Quant à sa vie familiale, elle était réduite à portion congrue : exténué de fatigue, Monsieur dormait tous les dimanches avant de regarder les jeux en fin d’après-midi et de retrouver ses collègues au bistrot avant le dîner ; quant à Madame, entre vaisselle, lessive, couture et ménage, elle faisait tourner la maison aussi bien qu’elle le pouvait. Kevin et ses parents avaient longtemps voté communiste, mais ce qu’il en restait désormais n’incitait guère à continuer. Tandis que ses parents étaient trop passifs ou trop vieux pour se révolter, Kevin, tout en votant écolo, nourrissai­t une haine des classes dites supérieure­s, cause de tous ses malheurs.

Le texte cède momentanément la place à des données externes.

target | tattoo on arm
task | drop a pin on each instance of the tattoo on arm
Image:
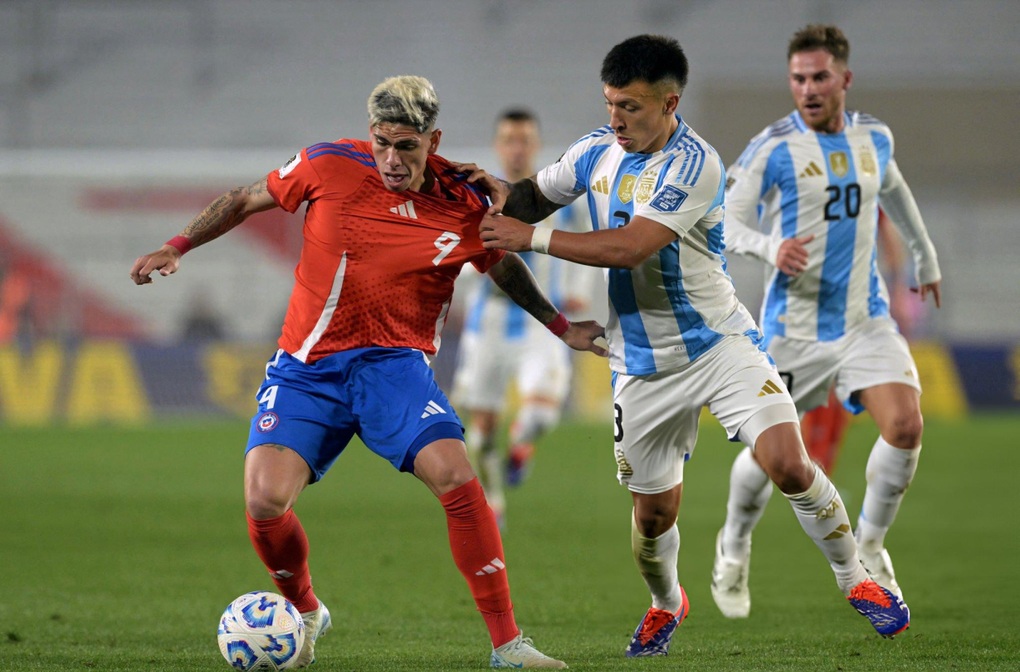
(224, 213)
(526, 203)
(518, 283)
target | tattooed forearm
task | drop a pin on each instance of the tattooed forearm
(223, 214)
(515, 278)
(526, 203)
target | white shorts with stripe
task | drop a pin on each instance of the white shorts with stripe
(871, 354)
(656, 423)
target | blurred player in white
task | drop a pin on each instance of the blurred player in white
(679, 340)
(816, 177)
(499, 344)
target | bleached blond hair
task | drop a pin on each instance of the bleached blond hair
(407, 99)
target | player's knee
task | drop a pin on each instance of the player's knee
(262, 505)
(905, 430)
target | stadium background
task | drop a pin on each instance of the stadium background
(120, 120)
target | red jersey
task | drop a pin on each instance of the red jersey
(377, 267)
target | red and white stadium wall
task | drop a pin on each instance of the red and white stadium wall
(95, 381)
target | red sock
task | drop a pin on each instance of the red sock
(283, 546)
(477, 552)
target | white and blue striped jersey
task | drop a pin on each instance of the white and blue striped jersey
(559, 279)
(794, 182)
(680, 302)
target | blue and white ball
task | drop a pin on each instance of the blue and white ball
(260, 630)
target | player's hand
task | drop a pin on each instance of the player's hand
(500, 233)
(581, 336)
(792, 258)
(497, 189)
(934, 289)
(166, 260)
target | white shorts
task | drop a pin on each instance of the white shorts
(656, 423)
(871, 354)
(488, 362)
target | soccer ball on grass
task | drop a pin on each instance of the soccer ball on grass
(260, 630)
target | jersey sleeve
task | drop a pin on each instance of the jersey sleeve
(746, 185)
(490, 260)
(899, 203)
(565, 179)
(294, 183)
(686, 197)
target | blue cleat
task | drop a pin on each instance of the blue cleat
(656, 630)
(887, 613)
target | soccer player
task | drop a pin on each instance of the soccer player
(388, 227)
(678, 338)
(817, 176)
(500, 343)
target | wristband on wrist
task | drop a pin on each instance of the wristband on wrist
(559, 325)
(540, 240)
(181, 244)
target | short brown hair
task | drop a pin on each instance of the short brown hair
(817, 36)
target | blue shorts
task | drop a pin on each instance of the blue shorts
(386, 396)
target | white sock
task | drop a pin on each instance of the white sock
(750, 489)
(657, 563)
(821, 514)
(889, 472)
(532, 421)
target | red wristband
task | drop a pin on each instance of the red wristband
(559, 325)
(180, 243)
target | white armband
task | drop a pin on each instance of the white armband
(540, 240)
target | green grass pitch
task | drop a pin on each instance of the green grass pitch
(119, 549)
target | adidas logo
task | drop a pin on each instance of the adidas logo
(770, 389)
(405, 210)
(494, 566)
(432, 409)
(811, 171)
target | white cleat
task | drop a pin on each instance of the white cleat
(520, 653)
(879, 566)
(729, 583)
(316, 623)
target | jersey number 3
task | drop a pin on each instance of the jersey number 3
(445, 244)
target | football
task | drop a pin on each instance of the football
(260, 630)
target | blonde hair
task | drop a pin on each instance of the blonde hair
(407, 100)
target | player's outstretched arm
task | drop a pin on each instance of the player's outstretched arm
(513, 276)
(218, 217)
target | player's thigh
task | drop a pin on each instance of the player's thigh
(808, 368)
(544, 367)
(300, 409)
(876, 354)
(655, 430)
(485, 366)
(399, 407)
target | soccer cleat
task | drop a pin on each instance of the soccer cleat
(316, 623)
(520, 653)
(879, 566)
(884, 609)
(518, 463)
(656, 630)
(729, 583)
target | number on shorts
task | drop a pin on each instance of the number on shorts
(445, 244)
(268, 397)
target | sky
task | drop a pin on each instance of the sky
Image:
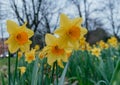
(69, 9)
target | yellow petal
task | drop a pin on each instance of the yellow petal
(25, 47)
(60, 63)
(64, 20)
(11, 26)
(60, 31)
(51, 59)
(50, 39)
(30, 33)
(12, 45)
(77, 21)
(83, 31)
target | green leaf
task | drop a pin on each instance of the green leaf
(35, 72)
(61, 81)
(116, 75)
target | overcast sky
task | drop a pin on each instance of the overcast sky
(69, 9)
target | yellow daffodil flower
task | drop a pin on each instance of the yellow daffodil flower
(96, 51)
(30, 56)
(113, 41)
(103, 45)
(19, 54)
(54, 52)
(19, 37)
(70, 31)
(22, 69)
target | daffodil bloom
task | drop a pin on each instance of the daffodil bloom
(113, 41)
(103, 45)
(30, 56)
(54, 52)
(19, 54)
(96, 51)
(37, 47)
(70, 31)
(88, 47)
(22, 69)
(19, 37)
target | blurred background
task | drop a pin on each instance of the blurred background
(100, 17)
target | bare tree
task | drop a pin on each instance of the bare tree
(37, 13)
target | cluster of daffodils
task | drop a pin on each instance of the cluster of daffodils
(65, 39)
(59, 45)
(101, 45)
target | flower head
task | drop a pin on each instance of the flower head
(103, 45)
(22, 69)
(70, 31)
(113, 41)
(37, 47)
(54, 52)
(96, 51)
(30, 56)
(19, 37)
(19, 54)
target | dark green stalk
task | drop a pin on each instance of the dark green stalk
(9, 82)
(56, 72)
(51, 80)
(16, 64)
(42, 72)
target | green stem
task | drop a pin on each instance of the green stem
(56, 72)
(9, 83)
(52, 73)
(42, 71)
(16, 64)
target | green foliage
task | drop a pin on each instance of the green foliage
(82, 69)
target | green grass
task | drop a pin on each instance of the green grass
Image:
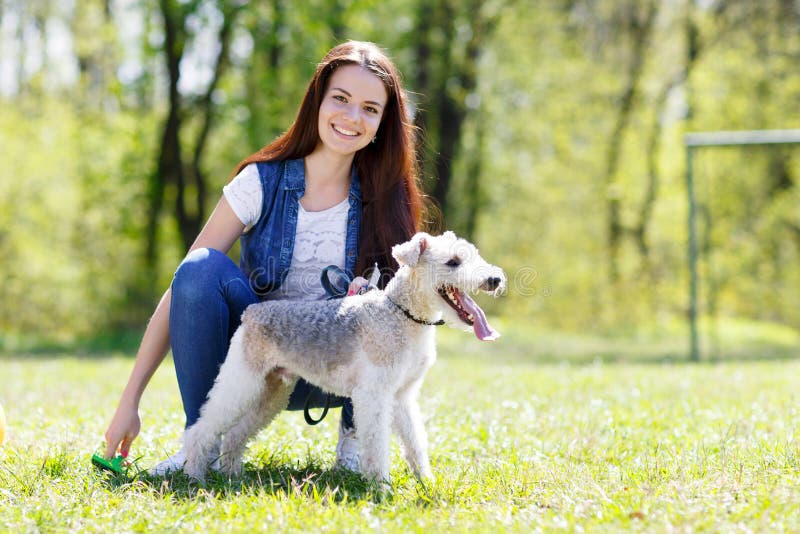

Petit rebelle en herbe, il passa rapidement du Mcdo aux légumes, pour se prendre de passion pour le gratin de carottes et la salade solidaire tofu-soja, quinoa équitable en prime; quant à la tradition chrétienne des boomers coincés, il la considérai­t comme une racine obsolète refusant de crever, et s’en méfiait d’autant plus que les chakras, le karma, la Kundalini, en quelque sorte la sagesse du monde (du moins ce qu’il en comprenait), lui parlaient davantage en lisant des ouvrages achetés à la Coop Bio près des petites annonces de voyance. Un temps attiré par la scientolog­ie, il préféra s’en démarquer grâce à son amie Vanessa qui l’incitait à conserver sa liberté pour l’accompliss­ement d’une grande oeuvre: réformer l’économie, se préoccuper de la planète, libérer les animaux de l’emprise de l’homme qui doit fatalement disparaîtr­e et, en attendant, lutter contre les traditions qui étaient la partie émergée de deux mille ans de patriarcat. Tout cela de manière solidaire, éco-responsabl­e, et “citoyen.ne”.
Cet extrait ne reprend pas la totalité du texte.